The Ravens have pampered and defended Jackson from Day 1. The national media has done the same claiming Jackson has the arm strength but needs better receivers around him and a more elaborate passing scheme. Well, the personnel has improved and we’ll find out more about the scheme once training camp opens.
Jackson has a lot of the right intangibles. His ego is in check and he is tough, accountable, a self-motivator and extremely athletic.
But can he throw accurately and consistently outside the numbers? Nope, not yet.
The Ravens had the best running and worst passing offenses in the NFL last season, and they have failed in the postseason because teams crowd the line of scrimmage to stop the run. And then they either play zone or at least fake it to take away Jackson’s big play ability in the running game as well as shut down the middle of the field. The objective is to make Jackson throw to the outside, which he hasn’t been able to do consistently.
The Ravens did a good job of finding receivers for him in the off season.

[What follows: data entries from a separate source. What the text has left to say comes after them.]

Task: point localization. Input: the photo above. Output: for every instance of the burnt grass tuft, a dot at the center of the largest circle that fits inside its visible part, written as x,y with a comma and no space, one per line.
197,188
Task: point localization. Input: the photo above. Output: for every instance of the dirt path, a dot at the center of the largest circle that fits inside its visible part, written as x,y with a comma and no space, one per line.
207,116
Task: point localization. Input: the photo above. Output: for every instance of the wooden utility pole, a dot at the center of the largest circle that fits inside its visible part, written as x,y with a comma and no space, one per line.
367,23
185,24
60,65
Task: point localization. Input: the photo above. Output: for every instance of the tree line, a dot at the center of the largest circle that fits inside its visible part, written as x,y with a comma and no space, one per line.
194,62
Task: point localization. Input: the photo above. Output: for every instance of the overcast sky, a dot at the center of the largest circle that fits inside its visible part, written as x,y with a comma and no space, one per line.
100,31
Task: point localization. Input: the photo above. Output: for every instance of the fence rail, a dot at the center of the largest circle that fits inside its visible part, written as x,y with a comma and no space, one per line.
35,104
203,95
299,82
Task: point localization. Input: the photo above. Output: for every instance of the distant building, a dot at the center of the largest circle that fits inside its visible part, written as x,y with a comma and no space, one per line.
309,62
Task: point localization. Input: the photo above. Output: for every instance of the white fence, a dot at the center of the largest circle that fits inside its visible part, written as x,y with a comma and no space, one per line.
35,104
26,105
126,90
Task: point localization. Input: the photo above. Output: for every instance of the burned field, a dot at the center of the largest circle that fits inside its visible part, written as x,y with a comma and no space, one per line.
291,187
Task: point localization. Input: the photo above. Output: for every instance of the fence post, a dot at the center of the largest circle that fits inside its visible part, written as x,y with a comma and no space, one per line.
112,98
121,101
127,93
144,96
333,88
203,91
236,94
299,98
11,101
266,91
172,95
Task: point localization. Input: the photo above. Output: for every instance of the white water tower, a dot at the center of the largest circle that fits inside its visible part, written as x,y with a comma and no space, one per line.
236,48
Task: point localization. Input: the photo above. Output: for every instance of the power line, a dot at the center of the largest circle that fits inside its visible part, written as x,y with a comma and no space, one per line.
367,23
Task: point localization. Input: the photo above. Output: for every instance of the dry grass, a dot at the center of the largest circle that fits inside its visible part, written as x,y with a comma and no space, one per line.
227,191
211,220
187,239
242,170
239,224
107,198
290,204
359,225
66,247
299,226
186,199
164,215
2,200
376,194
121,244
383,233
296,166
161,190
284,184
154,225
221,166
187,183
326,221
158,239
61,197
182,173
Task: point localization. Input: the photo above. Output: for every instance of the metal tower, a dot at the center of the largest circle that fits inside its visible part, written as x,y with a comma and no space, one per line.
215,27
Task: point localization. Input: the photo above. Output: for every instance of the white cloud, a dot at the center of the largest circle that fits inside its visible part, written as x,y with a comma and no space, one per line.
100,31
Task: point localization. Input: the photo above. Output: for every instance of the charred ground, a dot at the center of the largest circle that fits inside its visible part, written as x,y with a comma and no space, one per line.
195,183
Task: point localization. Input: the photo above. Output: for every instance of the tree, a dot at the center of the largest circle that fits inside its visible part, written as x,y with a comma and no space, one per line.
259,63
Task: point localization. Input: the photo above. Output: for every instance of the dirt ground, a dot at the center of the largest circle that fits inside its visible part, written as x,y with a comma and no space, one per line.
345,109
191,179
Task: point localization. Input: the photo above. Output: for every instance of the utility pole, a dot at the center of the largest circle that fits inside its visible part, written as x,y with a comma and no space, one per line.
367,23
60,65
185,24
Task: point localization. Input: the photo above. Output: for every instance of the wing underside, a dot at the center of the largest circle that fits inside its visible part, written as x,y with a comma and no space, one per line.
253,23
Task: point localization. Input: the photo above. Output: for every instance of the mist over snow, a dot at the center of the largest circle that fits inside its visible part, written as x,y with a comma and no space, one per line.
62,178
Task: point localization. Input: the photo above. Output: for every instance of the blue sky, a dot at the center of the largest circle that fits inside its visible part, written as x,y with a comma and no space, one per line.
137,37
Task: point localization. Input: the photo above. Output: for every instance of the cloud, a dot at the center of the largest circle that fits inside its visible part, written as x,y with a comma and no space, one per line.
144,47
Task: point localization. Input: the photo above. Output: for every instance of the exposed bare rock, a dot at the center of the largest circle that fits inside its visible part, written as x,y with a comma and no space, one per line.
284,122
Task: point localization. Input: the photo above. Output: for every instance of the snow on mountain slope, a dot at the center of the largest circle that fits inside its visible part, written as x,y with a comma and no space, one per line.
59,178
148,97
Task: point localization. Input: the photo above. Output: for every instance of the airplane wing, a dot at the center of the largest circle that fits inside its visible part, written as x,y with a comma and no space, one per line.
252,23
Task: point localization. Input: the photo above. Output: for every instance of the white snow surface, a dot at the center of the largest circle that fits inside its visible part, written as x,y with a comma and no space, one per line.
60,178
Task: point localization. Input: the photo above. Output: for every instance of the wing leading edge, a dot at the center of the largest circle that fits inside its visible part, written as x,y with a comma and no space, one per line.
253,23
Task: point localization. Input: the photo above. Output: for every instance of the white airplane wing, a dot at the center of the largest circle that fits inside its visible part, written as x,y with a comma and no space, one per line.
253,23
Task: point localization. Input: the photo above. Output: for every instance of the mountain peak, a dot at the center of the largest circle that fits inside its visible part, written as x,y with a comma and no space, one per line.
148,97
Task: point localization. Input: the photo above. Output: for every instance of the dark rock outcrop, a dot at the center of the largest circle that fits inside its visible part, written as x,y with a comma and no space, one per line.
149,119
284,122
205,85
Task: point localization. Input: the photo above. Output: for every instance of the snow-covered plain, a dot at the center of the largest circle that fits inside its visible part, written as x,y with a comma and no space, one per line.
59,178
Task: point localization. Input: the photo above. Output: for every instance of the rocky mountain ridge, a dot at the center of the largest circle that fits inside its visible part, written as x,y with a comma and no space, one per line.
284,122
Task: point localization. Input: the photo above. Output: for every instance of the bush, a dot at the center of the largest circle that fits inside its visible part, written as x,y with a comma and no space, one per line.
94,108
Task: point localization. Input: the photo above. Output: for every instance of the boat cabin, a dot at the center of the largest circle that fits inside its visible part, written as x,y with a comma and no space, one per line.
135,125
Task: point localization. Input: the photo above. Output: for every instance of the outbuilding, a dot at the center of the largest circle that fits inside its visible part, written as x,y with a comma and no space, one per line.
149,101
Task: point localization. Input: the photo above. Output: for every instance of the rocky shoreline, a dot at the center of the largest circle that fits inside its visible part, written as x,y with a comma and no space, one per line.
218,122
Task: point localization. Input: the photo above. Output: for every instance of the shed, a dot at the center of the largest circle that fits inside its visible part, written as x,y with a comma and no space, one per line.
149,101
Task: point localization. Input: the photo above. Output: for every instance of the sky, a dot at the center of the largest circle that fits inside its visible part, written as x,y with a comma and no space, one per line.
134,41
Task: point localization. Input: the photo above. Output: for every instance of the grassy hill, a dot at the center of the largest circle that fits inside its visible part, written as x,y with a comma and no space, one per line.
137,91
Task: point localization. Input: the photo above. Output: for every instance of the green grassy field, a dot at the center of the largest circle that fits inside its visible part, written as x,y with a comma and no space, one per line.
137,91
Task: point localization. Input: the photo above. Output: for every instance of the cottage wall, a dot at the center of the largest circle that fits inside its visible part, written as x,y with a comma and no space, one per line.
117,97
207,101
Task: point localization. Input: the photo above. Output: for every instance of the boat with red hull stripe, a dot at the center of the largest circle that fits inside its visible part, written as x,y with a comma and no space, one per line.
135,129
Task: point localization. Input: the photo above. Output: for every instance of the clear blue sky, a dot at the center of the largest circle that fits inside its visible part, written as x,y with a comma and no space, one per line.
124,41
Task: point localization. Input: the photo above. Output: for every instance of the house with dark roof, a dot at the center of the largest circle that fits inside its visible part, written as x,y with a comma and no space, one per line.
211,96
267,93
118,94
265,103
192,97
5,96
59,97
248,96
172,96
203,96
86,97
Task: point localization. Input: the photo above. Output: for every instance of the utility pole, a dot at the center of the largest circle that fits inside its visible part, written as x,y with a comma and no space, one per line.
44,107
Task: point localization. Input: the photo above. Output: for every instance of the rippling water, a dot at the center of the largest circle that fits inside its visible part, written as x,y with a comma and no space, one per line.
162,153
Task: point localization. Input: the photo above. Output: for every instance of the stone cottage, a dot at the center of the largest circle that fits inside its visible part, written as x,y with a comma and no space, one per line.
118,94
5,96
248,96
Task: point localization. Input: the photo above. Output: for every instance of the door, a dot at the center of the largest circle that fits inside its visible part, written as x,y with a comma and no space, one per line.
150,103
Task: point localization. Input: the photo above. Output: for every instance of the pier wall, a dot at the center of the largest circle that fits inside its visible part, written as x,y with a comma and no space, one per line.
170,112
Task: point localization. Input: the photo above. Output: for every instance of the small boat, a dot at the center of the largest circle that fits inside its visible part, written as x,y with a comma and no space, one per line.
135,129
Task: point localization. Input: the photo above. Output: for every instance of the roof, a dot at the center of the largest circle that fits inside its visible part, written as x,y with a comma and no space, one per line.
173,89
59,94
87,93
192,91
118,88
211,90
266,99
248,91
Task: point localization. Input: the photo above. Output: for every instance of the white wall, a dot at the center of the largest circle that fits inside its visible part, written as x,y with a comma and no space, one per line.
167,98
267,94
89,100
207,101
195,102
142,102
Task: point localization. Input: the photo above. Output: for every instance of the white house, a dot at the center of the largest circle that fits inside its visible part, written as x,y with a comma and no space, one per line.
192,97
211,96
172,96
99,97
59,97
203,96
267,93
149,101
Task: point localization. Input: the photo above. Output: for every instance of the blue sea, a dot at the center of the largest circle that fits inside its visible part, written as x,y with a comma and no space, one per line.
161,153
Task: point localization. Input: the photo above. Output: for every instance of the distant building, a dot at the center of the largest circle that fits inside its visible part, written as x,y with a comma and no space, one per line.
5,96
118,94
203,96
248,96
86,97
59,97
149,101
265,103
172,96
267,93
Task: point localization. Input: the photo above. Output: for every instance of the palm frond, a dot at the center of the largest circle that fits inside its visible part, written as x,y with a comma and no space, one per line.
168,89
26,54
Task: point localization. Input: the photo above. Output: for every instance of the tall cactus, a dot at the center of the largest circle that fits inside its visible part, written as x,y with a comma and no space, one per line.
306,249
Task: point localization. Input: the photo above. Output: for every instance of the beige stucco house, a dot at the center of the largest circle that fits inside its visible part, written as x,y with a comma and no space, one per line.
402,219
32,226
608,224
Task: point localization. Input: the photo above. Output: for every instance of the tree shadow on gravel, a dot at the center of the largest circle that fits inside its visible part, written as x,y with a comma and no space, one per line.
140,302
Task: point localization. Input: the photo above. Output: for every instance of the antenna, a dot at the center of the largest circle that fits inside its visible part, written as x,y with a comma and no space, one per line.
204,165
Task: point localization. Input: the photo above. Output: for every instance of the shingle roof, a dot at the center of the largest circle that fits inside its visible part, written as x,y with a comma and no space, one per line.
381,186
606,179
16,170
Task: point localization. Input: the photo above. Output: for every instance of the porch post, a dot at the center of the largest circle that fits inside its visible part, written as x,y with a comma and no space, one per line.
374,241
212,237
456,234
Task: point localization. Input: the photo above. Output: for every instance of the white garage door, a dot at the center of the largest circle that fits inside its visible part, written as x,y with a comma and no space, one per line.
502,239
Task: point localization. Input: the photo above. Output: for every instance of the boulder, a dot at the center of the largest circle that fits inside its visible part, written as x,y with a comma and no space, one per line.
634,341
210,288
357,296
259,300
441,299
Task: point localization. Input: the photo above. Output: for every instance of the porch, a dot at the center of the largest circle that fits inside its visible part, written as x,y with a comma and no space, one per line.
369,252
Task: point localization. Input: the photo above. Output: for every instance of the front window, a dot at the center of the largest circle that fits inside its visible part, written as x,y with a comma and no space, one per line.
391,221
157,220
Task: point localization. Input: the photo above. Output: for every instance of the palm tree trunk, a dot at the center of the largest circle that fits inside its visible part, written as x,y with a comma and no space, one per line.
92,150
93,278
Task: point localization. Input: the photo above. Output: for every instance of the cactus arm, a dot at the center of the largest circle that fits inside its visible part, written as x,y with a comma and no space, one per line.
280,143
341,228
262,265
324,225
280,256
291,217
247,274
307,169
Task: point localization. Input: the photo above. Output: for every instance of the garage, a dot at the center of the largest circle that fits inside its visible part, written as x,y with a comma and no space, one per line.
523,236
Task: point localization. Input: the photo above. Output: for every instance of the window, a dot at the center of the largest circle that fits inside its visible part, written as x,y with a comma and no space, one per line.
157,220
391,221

They preferred to have Indianapolis’ T.Y. Hilton or Pittsburgh’s JuJu Smith-Schuster over Watkins, but Watkins’ addition was still an upgrade for the Ravens. With Watkins, Marquise Brown and Bateman in the mix along with tight end Mark Andrews, the team has a lot of options as far as moving players around, which could create mismatches — especially with their speed.
But, even if these receivers can bail Jackson out with a couple of clutch catches and the offensive line can pass block better than a year ago, that’s not enough to push this team deep into the playoffs. Even with a more sophisticated scheme, the bottom line is that Jackson still has to throw better.
There has been plenty of talk within the organization about Jackson getting a new contract, but the Ravens need to be careful and this deal has to be structured where a lot of money isn’t guaranteed until Jackson can prove this offense won’t fall asleep in the playoffs.
The Ravens have similar concerns on defense about the pass rush. They struggled in that area last season before losing outside linebacker Matthew Judon and defensive end Yannick Ngakoue in free agency.
The scary part is that the Ravens drafted the 6-foot-5, 251-pound Oweh in the first round after Bateman and he didn’t even have a sack for Penn State last season. No, not one. It seems to be a trend now in the NFL where teams are drafting more on potential than production. To complicate matters, the Ravens have only one established outside linebacker on the roster in Pernell McPhee, who has 37 career sacks, but Tyus Bower, about to enter his fifth season, has only 10.5 and Jaylon Ferguson, about to enter his third, has 4.5.
Rookie outside linebacker Daelin Hayes, a fifth-round pick from Notre Dame, was impressive in OTAs and minicamp but there are only so many miracles that defensive coordinator Don Martindale can perform. Plus, all those blitzes and pressures work in the regular season — but opposing teams figure those out in the postseason.
That’s when it comes down to one-on-one matchups.
Overall, this is a talented Ravens team. Because of the new influx of talent and the rehabilitation of left tackle Ronnie Stanley (ankle), it will take some time for the offensive line to jell, but the Ravens have adequate depth at the running back positions with J.K. Dobbins and Gus Edwards, and Andrews will lead a solid group of tight ends.
On defense, the line has talent, depth and will feature at least a five-man rotation of Calais Campbell, Brandon Williams, Derek Wolfe, Justin Madubuike and Broderick Washington.
The secondary lacks speed and a cover-type safety, but it’s hard to find a better tandem of cornerbacks than Marlon Humphrey and Marcus Peters, and two harder hitting safeties than Chuck Clark and DeShon Elliott.
This is a team with two major weaknesses, and that’s been a problem for two straight years. You’d think the Ravens would have overcome those by now, but apparently they haven’t.
If they had, we wouldn’t still be writing or talking about them.